If you’re tense, it won’t work. If you try to fool us, it won’t work. Try to relax and really go to what you’re seeing or describing—if you see the rubber plantation, we see it. If you see the cockroaches, we’ll see them. If you don’t see them and just talk about them, you will see no plantations or roaches and we won’t see them, either, because you don’t. When you talk about something, it has to be in you, and it can’t be if your body is tense. How many of you have tension on the stage? Everybody? Of course you do. Wherever the tension is, let go of it from there and put it somewhere else. Transfer it to another place. If one foot is very tense, let go of that and tense your arm instead. If you don’t and you go on working while you’re tense in that certain crucial spot, it alters your voice, your movements—you’re not free.

Do what I’ve taught myself to do about nervousness: Talk to your tension, put it in its place. “Look, I know you’re in me. But you’re not all of me, you’re just a part of me. I’ll live with you, you son of a bitch, but don’t try to dominate me.” That’s a good rule for all actors.

Here’s another one: You have every right to make a mistake, any mistake. You’re not on this or another stage to “win” something. Write this down: “If I feel I have to succeed every time I get up, I am sure to fail.” Put that down and keep it in your memory. You must be able to say, “It didn’t go well—I’ll try it again.” You must not try always to give the great performance. The harder you try, the worse it will be. If it doesn’t win the first time, you’ll do it another.

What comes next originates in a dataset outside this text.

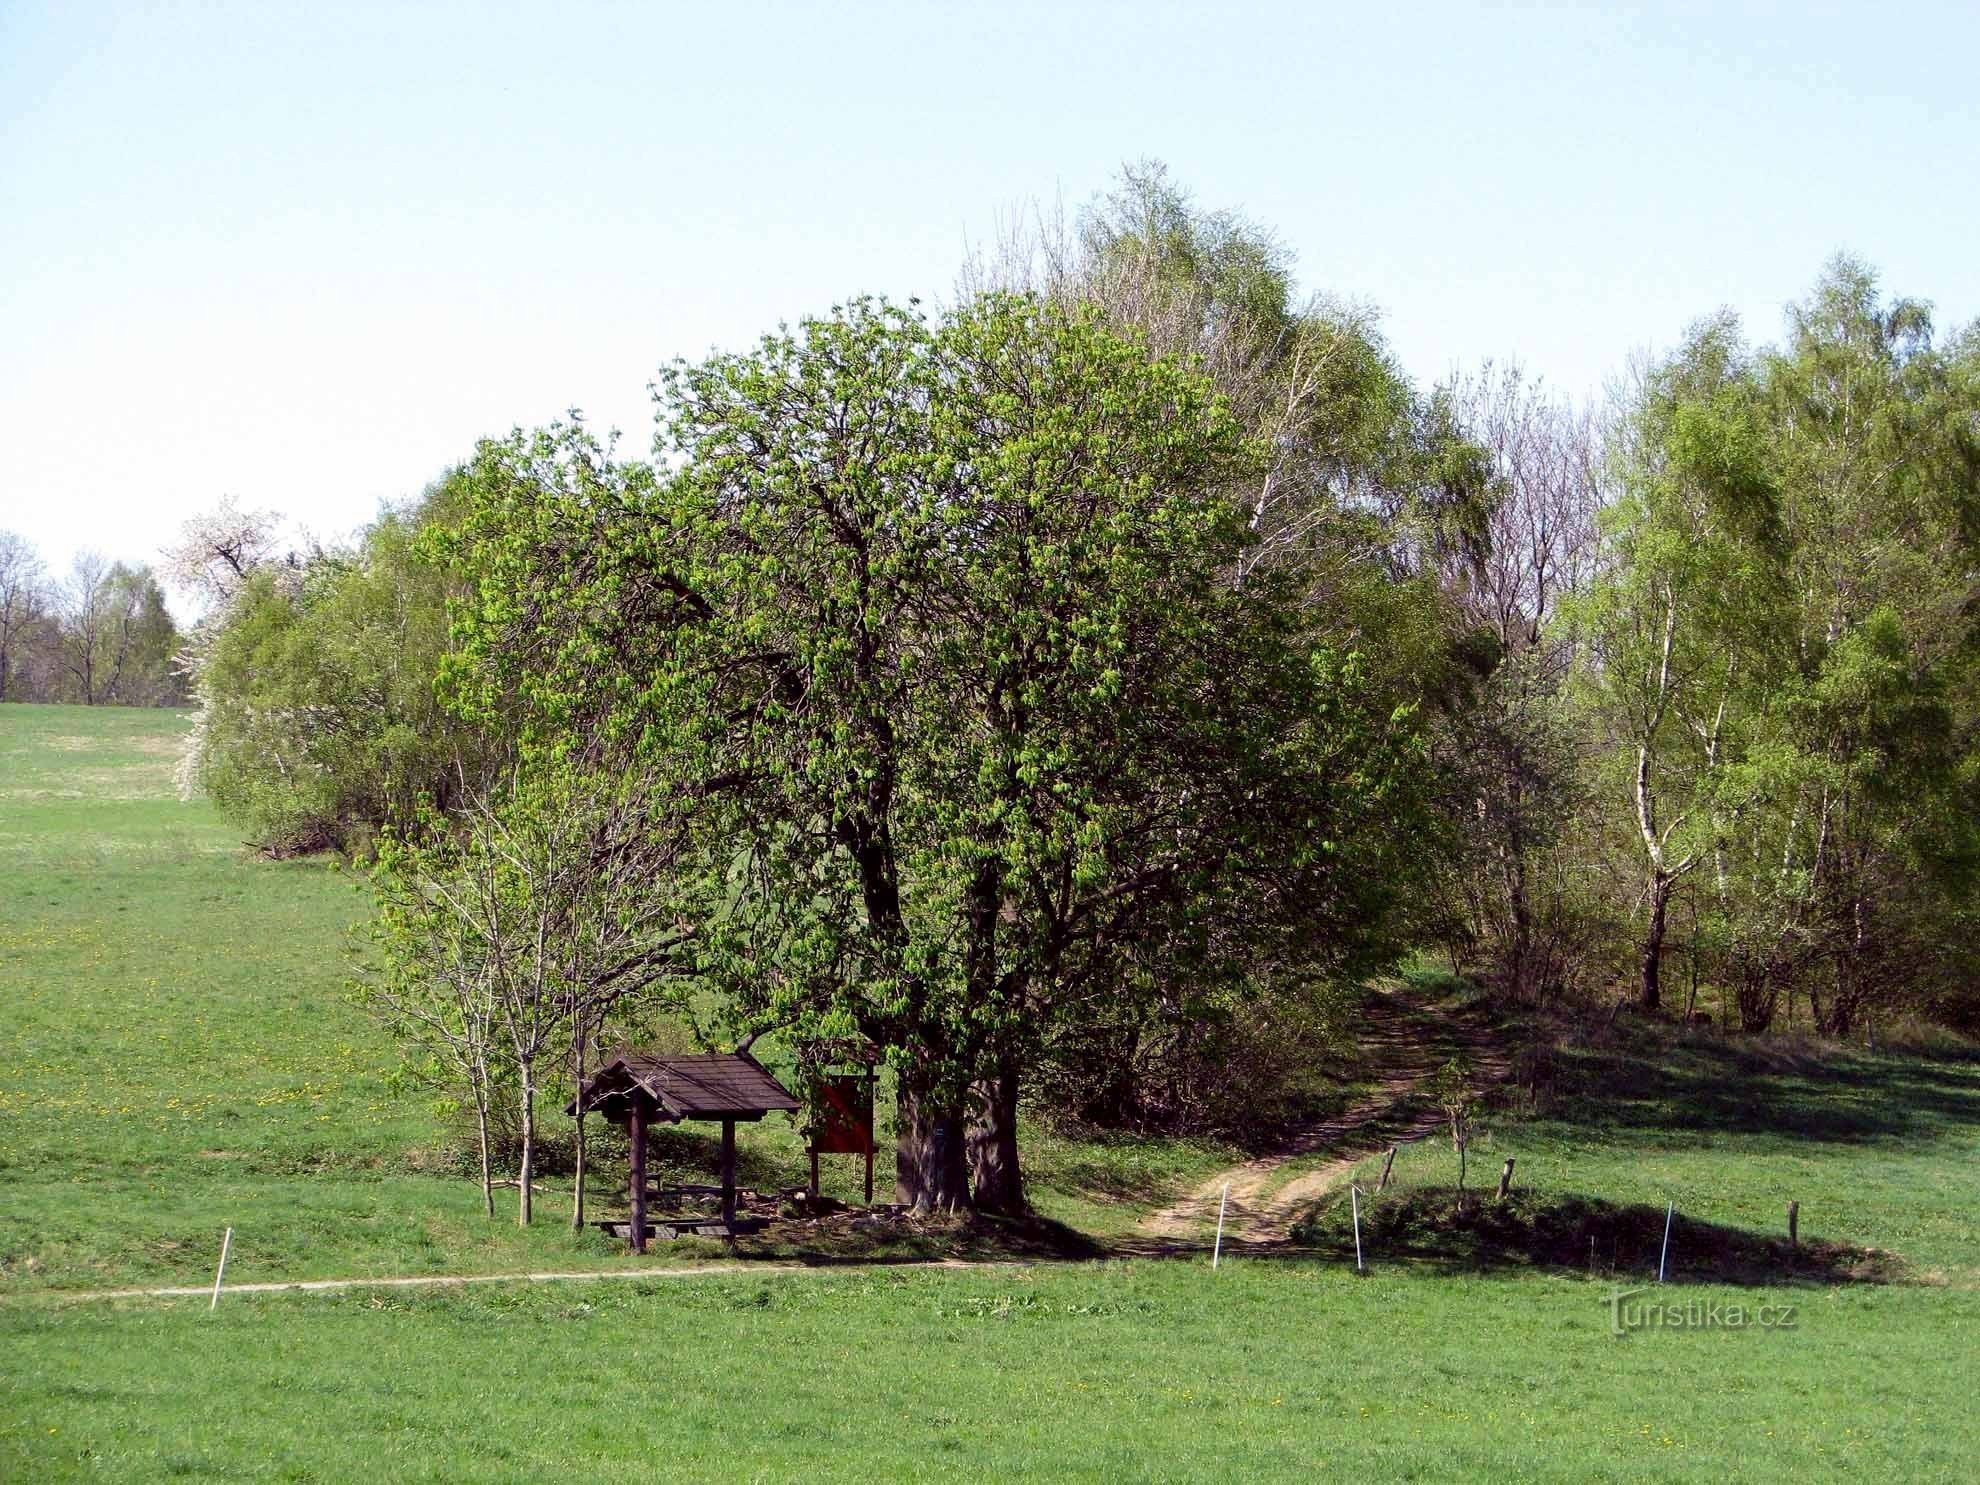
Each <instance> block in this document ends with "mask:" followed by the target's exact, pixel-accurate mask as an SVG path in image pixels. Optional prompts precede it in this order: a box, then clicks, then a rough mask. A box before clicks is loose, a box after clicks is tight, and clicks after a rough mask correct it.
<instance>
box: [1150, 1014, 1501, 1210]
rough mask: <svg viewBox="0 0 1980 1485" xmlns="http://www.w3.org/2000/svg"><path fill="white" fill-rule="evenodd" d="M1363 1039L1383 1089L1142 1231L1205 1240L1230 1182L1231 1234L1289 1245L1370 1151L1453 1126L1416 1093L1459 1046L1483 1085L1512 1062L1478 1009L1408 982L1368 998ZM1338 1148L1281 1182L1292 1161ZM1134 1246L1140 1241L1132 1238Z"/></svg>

Why I felt it didn’t win before is that you used the “real” reality. Which means nothing at all. Realism, theatrically speaking, doesn’t mean being real. It means being truthful. That’s what an actor is for, to bring out the truth of the play and make it mean something for the audience. They might not get everything, but they’ll get something as long as you don’t bring all the lines down. If you want to say something really big, don’t pull it down and make it ordinary, the way you’d say it in television. The play won’t get anywhere then.

Now, let’s do it again—the whole thing, from the top.

[The transcript lamentably lacks audio, as well as visual, but reports “loud applause” at the end of this final run-through. All present—including Stella—are evidently enthralled by it.]

It was a beautiful performance. Ilse, wonderful. Bill, brilliant, it’s the best thing I’ve seen you do. Let’s give them an applause for being actors. Did you see how much the play came alive in them this time? It’s a big undertaking to act a play by one of the greatest playwrights in the world. I’d rather act than go to the bank—wouldn’t you?


1 The Lady of Larkspur Lotion never had a professional Broadway or Off Broadway premiere in Tennessee Williams’s lifetime.

2 This lecture takes place at Adler’s Los Angeles studio on June 22, 1988.

3 The actresses with whom Stella is working here are Ilse Taurins and Sandra Tucker. The actor is Bill Lithgow, who later taught at the Stella Adler Acting Conservatory in Los Angeles for many years. Part of the exercise, on this occasion, was the advance instruction to choose and wear their own costumes.